Stack: Python, Jupyter notebook, Voilà

See the project on GitHub

This project provides visual feedback to assess the pitch accent accuracy of a Japanese language learner, and help them practice by comparing their speech pattern with native speaker recordings. “Onsei” (音声) is a Japanese word meaning voice.

Problem

Japanese is a pitch accent-based language, which means that variations in the pitch (high or low) are applied to each phoneme. Here is an illustration of the pitch accent pattern for 4 words:

Although one can get by speaking Japanese without a proper pitch accent, it does make a big difference in how well natives will understand and perceive you. Think of someone speaking English with a strong accent, you might refrain from asking them to repeat themselves, or you might not understand them at all.

Foreign learners that don’t have a tonal mother tongue, such as English or French native speakers, will likely struggle to identify and reproduce the correct pitch patterns. This is like being colorblind and behind told to paint a picture of a sunset. Unfortunately, many Japanese teachers tell their students that Japanese has no accent at all, but acquiring a correct pitch accent does not come automatically with exposure to the language. In fact, many advanced Japanese learners still make pitch accent mistakes in most of their sentences!

Another layer of complexity comes at the sentence level: the pitch accent pattern of individual words is affected by how they are connected in a sentence. Therefore, knowing the pitch accent pattern of a word is not enough to correctly articulate it in a sentence.

Solution

My idea was to create a tool that would allow learners to practice their pitch accent at the sentence level with visual feedback and without a native partner or teacher.

After reading a book on phonetics, I started experimenting with Praat, a speech analysis software used by researchers in that field. This helped me visualize the pitch accent of a recorded sentence, which is simply the fundamental frequency \(f_0\) of the signal (how high the tone is). From there, the next step was comparing the teacher or native speaker’s recording with the student or language learner’s recording.

The comparison required aligning the two sequences, as the timing and speed of each phoneme did not match exactly. I applied the dynamic time-warping algorithm to align the two recordings based on the volume. The assumption is that the student will have no problem mimicking the variations in loudness (which I call intensity), so it would be a good reference to perform the alignment with. This gave mixed results, so I switched to a more complex approach using phoneme segmentation and feeding DTW with step functions based on the phoneme boundaries (overkill, but that works!).

That combined with thresholds to cut out the silence and remove outlier data points, gave some encouraging first results.

The last graph shows the fundamental frequency (in Hz) after alignment.

Between 0 and 0.5s, you can see that the student’s pitch pattern (in green) is raising while the teacher’s pattern is dropping (in blue).
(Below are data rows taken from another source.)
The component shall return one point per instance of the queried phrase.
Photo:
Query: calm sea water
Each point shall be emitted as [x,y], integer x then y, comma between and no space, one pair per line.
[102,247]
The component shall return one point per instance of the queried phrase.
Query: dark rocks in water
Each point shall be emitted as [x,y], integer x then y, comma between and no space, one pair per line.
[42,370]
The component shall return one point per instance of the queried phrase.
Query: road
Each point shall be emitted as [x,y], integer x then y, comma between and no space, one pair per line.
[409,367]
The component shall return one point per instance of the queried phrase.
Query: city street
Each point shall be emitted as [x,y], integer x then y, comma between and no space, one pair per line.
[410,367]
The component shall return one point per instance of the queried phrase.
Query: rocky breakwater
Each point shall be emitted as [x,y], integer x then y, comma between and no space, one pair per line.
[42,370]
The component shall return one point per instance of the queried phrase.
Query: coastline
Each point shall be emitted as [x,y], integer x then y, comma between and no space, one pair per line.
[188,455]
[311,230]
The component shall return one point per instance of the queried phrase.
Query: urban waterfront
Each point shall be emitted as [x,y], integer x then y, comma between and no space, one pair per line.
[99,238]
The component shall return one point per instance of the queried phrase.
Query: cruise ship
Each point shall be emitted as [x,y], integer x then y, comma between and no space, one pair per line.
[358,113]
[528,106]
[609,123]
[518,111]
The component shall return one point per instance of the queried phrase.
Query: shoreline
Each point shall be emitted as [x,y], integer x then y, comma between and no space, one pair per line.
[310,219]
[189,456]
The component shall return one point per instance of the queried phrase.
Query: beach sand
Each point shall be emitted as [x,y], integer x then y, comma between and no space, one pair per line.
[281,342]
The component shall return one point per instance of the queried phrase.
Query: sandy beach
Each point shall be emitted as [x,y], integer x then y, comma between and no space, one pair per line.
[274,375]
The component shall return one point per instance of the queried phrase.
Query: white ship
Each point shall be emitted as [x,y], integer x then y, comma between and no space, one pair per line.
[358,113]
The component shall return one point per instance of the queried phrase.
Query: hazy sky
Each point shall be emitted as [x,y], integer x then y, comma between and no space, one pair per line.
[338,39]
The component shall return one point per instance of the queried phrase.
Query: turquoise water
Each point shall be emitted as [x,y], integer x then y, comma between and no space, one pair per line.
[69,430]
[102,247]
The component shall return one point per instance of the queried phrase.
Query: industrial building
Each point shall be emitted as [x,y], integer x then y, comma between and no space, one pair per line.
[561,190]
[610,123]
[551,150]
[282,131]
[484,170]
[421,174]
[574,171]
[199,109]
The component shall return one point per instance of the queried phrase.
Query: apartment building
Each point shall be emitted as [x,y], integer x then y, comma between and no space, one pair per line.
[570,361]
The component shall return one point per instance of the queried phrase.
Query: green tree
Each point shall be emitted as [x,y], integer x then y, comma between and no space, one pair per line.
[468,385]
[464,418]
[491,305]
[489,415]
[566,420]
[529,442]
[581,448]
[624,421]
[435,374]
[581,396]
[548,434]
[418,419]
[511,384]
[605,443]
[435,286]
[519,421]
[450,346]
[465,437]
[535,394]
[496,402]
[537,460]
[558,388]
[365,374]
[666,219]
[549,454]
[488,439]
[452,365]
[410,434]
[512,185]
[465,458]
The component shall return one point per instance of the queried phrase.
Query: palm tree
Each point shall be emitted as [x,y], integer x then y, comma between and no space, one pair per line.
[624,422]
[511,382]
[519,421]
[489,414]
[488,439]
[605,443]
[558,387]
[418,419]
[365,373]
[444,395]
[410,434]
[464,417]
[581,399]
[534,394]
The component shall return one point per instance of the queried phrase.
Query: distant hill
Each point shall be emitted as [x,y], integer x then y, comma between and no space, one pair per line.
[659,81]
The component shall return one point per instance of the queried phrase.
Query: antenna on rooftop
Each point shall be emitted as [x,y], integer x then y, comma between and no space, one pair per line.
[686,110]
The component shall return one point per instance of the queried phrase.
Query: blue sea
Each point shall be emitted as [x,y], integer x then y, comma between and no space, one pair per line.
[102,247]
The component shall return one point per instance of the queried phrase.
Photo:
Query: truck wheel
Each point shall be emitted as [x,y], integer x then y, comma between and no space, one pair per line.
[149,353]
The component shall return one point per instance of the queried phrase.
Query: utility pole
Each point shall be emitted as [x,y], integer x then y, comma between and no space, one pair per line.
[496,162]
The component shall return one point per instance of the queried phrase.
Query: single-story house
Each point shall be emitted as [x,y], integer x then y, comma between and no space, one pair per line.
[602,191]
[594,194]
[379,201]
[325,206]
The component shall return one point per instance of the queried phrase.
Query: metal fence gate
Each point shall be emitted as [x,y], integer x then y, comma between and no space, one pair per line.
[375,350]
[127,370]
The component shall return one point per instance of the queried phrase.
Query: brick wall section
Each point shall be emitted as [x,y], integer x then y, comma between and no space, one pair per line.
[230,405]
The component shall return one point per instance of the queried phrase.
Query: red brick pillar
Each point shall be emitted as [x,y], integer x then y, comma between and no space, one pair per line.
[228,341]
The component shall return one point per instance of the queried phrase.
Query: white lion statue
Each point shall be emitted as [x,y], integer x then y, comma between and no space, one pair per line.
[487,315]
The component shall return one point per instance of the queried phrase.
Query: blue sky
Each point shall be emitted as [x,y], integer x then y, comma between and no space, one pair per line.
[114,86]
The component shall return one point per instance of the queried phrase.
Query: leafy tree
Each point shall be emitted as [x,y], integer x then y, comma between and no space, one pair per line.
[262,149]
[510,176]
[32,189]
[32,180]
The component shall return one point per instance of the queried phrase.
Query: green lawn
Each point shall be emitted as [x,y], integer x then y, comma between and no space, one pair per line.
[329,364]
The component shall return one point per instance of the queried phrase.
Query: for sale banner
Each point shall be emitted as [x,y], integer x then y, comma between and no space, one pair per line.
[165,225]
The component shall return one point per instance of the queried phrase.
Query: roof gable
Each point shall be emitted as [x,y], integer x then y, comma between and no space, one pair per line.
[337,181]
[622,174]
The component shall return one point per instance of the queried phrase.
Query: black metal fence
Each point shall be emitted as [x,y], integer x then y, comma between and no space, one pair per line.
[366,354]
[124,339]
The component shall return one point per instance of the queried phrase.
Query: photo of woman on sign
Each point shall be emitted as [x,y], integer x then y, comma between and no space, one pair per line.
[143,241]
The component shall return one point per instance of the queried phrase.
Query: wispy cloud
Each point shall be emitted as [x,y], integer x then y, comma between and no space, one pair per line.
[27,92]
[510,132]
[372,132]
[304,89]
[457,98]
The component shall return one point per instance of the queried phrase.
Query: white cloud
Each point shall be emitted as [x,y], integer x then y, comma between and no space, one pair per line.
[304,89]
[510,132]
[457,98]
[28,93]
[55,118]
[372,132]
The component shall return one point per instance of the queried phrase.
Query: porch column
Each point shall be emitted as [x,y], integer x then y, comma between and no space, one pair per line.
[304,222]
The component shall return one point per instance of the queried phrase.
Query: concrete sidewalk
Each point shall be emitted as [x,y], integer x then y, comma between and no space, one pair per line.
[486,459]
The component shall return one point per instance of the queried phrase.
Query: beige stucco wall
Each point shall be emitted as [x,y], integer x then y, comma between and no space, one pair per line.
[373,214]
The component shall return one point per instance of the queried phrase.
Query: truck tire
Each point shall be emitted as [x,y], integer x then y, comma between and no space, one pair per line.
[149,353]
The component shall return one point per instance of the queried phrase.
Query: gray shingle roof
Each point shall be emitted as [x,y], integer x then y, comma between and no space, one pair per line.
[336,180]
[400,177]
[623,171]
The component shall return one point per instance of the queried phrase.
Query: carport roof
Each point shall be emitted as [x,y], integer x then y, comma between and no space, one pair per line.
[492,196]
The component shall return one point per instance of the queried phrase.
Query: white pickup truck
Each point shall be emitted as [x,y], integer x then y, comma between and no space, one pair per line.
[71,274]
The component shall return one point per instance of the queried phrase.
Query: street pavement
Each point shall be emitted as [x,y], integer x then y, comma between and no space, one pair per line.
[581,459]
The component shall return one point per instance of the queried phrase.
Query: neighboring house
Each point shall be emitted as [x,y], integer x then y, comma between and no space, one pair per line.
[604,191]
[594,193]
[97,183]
That is a clear mistake!
For the rest of the sentence, both match pretty well in terms of relative changes. The offset is due to the student’s voice being a bit lower than the teacher’s. Pitch accent is a relative variation in the speaker’s voice, so the student’s pattern is correct but the offset makes it harder to visualize (more on that in the Challenges section).
The last part is not a student’s mistake, but the fundamental frequency being incorrectly detected. When the intensity is lower, which frequency is the fundamental one is less clear and it can create such inconsistencies.

Using this system, I implemented an interface that allows the student to browse a collection of sentences (using data from Forvo), record their own utterance and compare it with the reference. I made the somewhat odd choice to use Jupyter notebook and Voilà to build the interface, which is a bit of a hack but it allowed me to stick to Python and quickly prototype something.

The interface can be spawned on demand using Binder (another good reason to use Jupyter notebooks), click here to play with it!

Finally, I develop an Anki plugin to integrate the tool into my learning process. Anki is a spaced repetition software that allows you to create flashcards and review them at regular intervals. I use it to learn Japanese vocabulary within example sentences. With the plugin, I can practice my pitch accent by recording myself directly inside Anki and comparing the recording with the audio example embedded in the flashcard.

Now, how well does it work?

To be honest, the system is far from perfect and it can fail horribly in some cases. This would require more work to make it robust enough. And while I initially considered building a product out of it, the reality is that it is completely overkill for most learners! I moved on to other projects, but I have a few ideas on how to make a much simpler version of it.

Challenges

While my background in NLP and ML helped for sure, I had to learn a lot about phonetics and signal processing. Fortunately, I got some help from a researcher in the field, Tim Mahrt, who provided guidance on phoneme segmentation. Thanks, Tim!

I spent quite some time debugging the transformations, in particular, to apply the DTW results to the fundamental frequency (which had a different sampling period). Aside from that, normalization of the fundamental frequency was also tricky. Offsetting everything by the mean frequency and normalizing by the variance was not enough, but I did not come up with anything much better. Some kind of time-sensitive normalization would probably work out.

Anki integration was a bit tricky because you don’t have any control over the Python environment that runs your plugin. In other words, if you have any dependencies, you have to shove them inside the plugin along with your code… I went around the issue by simply making API calls to a web service returning whichever graph I wanted to show.